The testimony did not examine the costs of bringing cottonseed back into the commodity programs or where money would come from to pay for that added safety net.
While the farm bill might not have worked for cotton producers, another Georgia farmer, Tim McMillan, representing the Southern Peanut Farmers Federation, told lawmakers that the peanut provisions have kept farmers like him from struggling even further. The peanut industry is unified in wanting to maintain the PLC payment provisions for peanuts, as well as the separate payment limit and storage payments for peanut growers.
"Without these base acres, the current struggling economy would be much worse," McMillan said. "It's been the bright spot on our farm, the peanut program. We've been forced to get out of our rotation and plant peanuts just to survive."
McMillan emphasized the $530-a-ton reference price in PLC has helped his farm, but he also argued that the supply and demand of peanuts remains in balance. In the three years since the farm bill passed, peanut acreage has gone up, but production per acre has gone down.
"We do not plant based strictly on the farm policy," McMillan said. "It's the market, and the demand and the supply is in good shape right now."
Unlike a similar hearing last week, crops represented in Tuesday's hearing leaned far more heavily on the PLC program than the Agricultural Risk Coverage program. Blake Gerard, a Missouri farmer and chairman of the USA Rice Federation, told lawmakers that roughly 99% of long-grain rice farmers chose PLC, as did 94% of medium-grain rice farmers. "The reference price is a known number. It is something we can bank on."

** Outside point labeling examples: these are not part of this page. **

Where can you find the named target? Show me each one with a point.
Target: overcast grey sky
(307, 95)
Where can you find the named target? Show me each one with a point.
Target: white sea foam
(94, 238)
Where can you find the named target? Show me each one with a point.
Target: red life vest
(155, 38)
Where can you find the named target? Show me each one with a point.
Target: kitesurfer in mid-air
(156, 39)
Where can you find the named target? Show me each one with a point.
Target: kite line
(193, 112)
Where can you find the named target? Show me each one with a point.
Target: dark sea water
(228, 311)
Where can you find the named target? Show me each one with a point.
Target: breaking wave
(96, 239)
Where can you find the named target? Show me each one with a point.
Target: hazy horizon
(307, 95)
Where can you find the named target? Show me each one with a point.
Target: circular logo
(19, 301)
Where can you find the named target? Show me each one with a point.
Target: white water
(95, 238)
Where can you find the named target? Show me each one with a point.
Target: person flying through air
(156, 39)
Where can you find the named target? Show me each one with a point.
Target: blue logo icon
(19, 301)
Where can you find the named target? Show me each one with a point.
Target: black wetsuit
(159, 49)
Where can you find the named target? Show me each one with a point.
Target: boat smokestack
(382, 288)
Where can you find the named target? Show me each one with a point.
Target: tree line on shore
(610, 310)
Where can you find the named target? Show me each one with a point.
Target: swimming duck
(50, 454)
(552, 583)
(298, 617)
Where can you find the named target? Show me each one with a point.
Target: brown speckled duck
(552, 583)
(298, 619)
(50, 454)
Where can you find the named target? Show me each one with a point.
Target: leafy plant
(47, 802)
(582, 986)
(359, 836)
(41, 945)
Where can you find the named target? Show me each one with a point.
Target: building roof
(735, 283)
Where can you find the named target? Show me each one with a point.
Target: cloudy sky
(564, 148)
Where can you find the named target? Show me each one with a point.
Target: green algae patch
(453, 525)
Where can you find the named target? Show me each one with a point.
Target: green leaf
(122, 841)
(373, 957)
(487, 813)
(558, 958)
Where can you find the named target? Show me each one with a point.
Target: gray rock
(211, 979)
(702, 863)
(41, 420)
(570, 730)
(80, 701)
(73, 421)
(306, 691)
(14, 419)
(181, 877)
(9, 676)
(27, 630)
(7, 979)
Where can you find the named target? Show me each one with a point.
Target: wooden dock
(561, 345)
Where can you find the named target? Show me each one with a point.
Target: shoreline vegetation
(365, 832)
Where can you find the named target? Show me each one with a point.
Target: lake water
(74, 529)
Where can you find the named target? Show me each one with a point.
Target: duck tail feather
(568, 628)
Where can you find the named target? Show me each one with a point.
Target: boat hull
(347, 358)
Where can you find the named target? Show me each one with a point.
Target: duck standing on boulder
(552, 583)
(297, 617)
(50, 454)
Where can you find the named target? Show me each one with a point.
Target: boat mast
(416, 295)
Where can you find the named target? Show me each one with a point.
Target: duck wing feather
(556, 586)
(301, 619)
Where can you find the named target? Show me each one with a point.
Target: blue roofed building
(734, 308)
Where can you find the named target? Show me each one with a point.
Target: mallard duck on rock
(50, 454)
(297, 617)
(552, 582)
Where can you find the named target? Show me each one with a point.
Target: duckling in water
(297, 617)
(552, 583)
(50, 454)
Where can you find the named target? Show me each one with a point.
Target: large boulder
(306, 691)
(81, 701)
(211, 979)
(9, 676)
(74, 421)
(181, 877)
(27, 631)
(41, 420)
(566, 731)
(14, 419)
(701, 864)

Gerard, however, raised concerns that payments are made a full year after harvest and some rice growers in California have to wait even longer for PLC payments. "The bills on our input costs ahead of planting season do not wait until after the crop is harvested before coming due," Gerard said, adding the issue is a problem working with bankers on operating loans.
Gerard also added the USDA rule capping payments for three managers in a farm operation also hurts rice farmers. He said a broader exemption for farm families is needed.
With most of the commodities in the hearing choosing PLC -- the program championed in the House during the last farm bill debate -- Rep. Frank Lucas, R-Okla., stressed to farmers the need to keep choice in farm programs. "It's important that we have that ability to pick what's in our best interests," Lucas said.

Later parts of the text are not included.